Let $f$ be defined on $[0,1]$;

$$ \begin{align} f(x) = \begin{cases} 0 & \text{if $x$ is irrational}\\ \frac{1}{q} & \text{if $x = \frac{p}{q}$ where $(p,q) = 1$ and $q$ > 0}. \end{cases} \end{align} $$
For the rational numbers, I consider a sequence of irrational points $x_n$ converging to some rational number say $m/n$.
If this function is continuous for any rational say $m/n$ then this must hold: $\forall \epsilon >0$ ,$\exists \delta>0$ such that $|1/n|<\epsilon $ whenever $|x_n-m/n|<\delta$.
But for any particular $m/n,1/n$ need not be small. Therefore function is discontinuous at the rational points.
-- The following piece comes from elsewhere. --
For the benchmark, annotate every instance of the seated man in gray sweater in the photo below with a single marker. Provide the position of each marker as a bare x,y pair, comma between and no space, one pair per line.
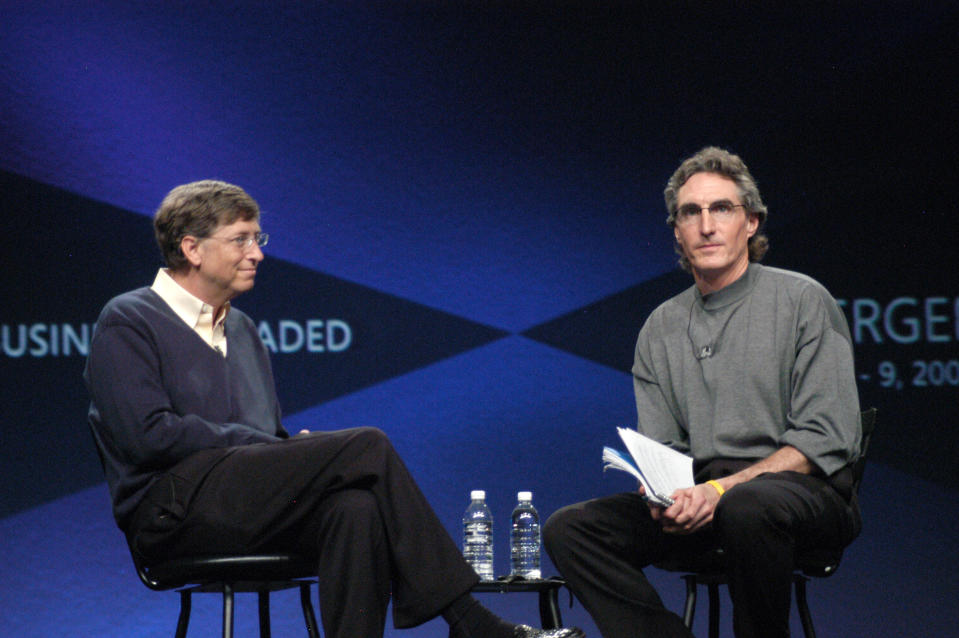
749,371
185,415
For the irrational points, consider rational sequence $y_n$ converging to $a$, irrational number. Consider $y_n \to a$ therefore $\forall \epsilon >0 $, $\exists N$ such that $|y_n-a|<\epsilon $ $\forall n>N$
In case the function is continuous at $a$ then it must satisfy following
$\forall \epsilon >0 $ ,$\exists \delta>0$ such that|$f(y_n)$|<$\epsilon $ whenever $|y_n-a|<\delta$.
I wanted to make that $f(y_n)$ small for that $y_n$ in neighborhood of $a$.From this I am not able convince myself from last answers.

This is not a duplicate, since I specified my particular problem with this proof. Please help me.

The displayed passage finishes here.